A day after President Donald Trump unceremoniously fired FBI Director James Comey, he hosted Russian Foreign Minister Sergey Lavrov at the White House. "Americans are learning about what Trump is doing with Russian Federation from Russia, not from the White House", observed Axios news.

This was despite the fact the White House meant to not allow photographers from media companies into the Oval Office for that meeting.

After Russian Foreign Minister Sergey Lavrov visited President Donald Trump while he was in town this week, Lavrov announced Trump will meet with Russian President Vladimir Putin in July.

Trump described his talks with Lavrov as "very, very good". While the Trump administration blamed Comey for mishandling the emails of former Secretary of State Hillary Clinton, Comey's departure coincided with the FBI investigation of whether Trump's presidential bid was aided by Russian Federation.

"Was he fired?" Lavrov questioned. "If only there was some way for us to see what was on the president's mind in real time last week", Tapper quipped.

Asked if the firing would cast a shadow over his talks, Lavrov replied: "Was he fired?"

Peppered with questions on Comey's firing during his brief media interaction at the State Department, Lavrov joked around. The attempt at a reset didn't work and relations between the United States and Russian Federation at the end of the Obama administration plunged to Cold War-era lows.

The White House blocked United States reporters from photographing the meeting, opting to allow only White House and Russian photographers to capture images of Trump's interactions with Lavrov. The meeting was reported to be private, but photographers from the state-run TASS of Russian Federation were there.

The US and Russian Federation will continue working together on various issues, including the conflicts in Syria and Ukraine, Lavrov noted, adding they aim to remove all barriers hindering efficient cooperation.

Lavrov said that despite difficulties "our countries can and should contribute jointly to the settlement of the most urgent issues in global affairs".

Mr Lavrov said the pair had not discussed sanctions against Russian Federation.

Mr Trump expressed his interest in pursuing "business-like relations" with Russian Federation, according to Mr Lavrov.

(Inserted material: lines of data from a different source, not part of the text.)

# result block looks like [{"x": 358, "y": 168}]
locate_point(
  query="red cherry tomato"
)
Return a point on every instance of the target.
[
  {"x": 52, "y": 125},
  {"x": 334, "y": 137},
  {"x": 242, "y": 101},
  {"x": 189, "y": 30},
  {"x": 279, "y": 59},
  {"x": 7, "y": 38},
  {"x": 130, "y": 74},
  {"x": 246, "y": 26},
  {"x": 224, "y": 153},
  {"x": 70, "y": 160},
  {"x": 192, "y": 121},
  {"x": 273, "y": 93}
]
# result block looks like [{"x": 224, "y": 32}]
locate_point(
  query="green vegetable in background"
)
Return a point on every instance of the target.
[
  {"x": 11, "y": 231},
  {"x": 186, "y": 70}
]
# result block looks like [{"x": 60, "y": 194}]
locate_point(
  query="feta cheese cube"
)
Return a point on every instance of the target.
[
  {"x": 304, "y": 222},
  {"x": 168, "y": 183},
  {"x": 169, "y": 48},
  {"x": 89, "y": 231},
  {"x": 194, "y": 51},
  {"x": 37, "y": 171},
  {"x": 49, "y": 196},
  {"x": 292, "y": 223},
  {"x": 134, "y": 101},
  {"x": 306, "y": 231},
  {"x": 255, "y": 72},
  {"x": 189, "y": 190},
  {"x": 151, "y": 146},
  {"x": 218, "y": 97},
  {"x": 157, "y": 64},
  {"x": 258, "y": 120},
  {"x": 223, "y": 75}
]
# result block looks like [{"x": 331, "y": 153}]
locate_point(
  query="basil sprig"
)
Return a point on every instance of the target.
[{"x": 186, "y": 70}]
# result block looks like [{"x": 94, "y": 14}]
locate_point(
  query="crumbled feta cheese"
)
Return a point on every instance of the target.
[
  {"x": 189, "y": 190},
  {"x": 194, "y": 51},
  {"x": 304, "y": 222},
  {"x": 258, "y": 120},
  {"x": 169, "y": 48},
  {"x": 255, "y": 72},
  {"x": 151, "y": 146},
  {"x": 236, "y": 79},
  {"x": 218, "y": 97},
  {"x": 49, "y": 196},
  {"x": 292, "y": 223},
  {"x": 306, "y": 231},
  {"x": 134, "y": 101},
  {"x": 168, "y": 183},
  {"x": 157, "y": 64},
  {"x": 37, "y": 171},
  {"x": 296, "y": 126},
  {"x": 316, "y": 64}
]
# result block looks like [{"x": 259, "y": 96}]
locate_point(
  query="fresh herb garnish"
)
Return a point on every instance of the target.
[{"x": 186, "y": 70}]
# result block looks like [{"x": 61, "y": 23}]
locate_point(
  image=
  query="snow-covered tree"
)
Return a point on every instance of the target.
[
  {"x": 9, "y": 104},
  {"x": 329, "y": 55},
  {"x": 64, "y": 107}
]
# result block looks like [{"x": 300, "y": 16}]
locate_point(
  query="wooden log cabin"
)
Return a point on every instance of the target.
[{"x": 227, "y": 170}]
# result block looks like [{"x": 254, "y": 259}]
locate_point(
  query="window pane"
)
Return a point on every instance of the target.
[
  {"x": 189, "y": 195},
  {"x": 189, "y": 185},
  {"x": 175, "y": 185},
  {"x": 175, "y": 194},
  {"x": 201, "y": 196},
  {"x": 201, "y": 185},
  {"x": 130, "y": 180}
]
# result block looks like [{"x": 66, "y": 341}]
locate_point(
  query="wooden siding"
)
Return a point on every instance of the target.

The US President called the meeting "very good" and when asked whether the Comey dismissal affected the meeting, he said "not at all".

Update, May 10, 2017: Right on cue, CBS News correspondent Elizabeth Palmer caught up with Putin, wearing full hockey regalia, in Sochi, and asked him what impact Comey's firing would have on U.S. -Russia relations.

The American media, however, never caught a glimpse of either Russian inside the White House.

Trump and Putin also spoke by phone last week about the war in Syria for the first time since Trump ordered a missile strike against a Syrian government air base last month after an alleged chemical weapons attack by the Syrian regime.

Michael Flynn's failure to disclose meetings with Kislyak eventually led to his departure as national security advisor and made the Russian diplomat a virtual household name.